We introduce a class of algorithms, termed Proximal Interacting Particle Langevin Algorithms (PIPLA), for inference and learning in latent variable models whose joint probability density is non-differentiable. Leveraging proximal Markov chain Monte Carlo (MCMC) techniques and the recently introduced interacting particle Langevin algorithm (IPLA), we propose several variants within the novel proximal IPLA family, tailored to the problem of estimating parameters in a non-differentiable statistical model. We prove nonasymptotic bounds for the parameter estimates produced by multiple algorithms in the strongly log-concave setting and provide comprehensive numerical experiments on various models to demonstrate the effectiveness of the proposed methods. In particular, we demonstrate the utility of the proposed family of algorithms on a toy hierarchical example where our assumptions can be checked, as well as on the problems of sparse Bayesian logistic regression, sparse Bayesian neural network, and sparse matrix completion. Our theory and experiments together show that PIPLA family can be the de facto choice for parameter estimation problems in latent variable models for non-differentiable models.

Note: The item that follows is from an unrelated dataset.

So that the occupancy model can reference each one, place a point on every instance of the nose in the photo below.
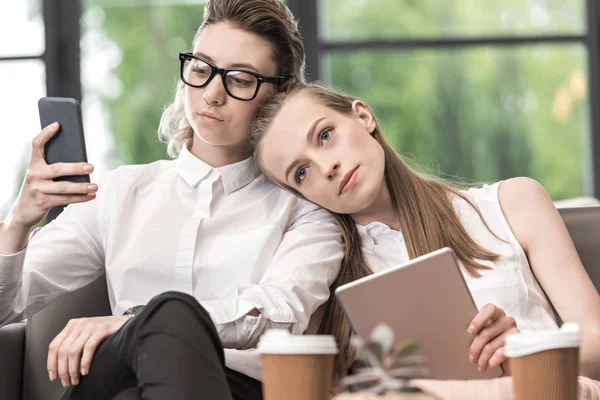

翻译：本文提出了一类名为近端交互粒子朗之万算法（PIPLA）的算法，用于联合概率密度不可微的隐变量模型中的推断与学习。结合近端马尔可夫链蒙特卡洛（MCMC）技术与近期提出的交互粒子朗之万算法（IPLA），我们在新颖的近端IPLA框架内提出了多种变体，专门用于估计不可微统计模型中的参数。我们在强对数凹设定下证明了多种算法所产生参数估计的非渐近界，并在多种模型上进行了全面的数值实验以验证所提方法的有效性。特别地，我们通过一个可验证假设的玩具分层示例，以及在稀疏贝叶斯逻辑回归、稀疏贝叶斯神经网络和稀疏矩阵补全问题上的应用，展示了所提算法族的实用性。我们的理论与实验共同表明，PIPLA算法族可成为不可微隐变量模型中参数估计问题的实际首选方法。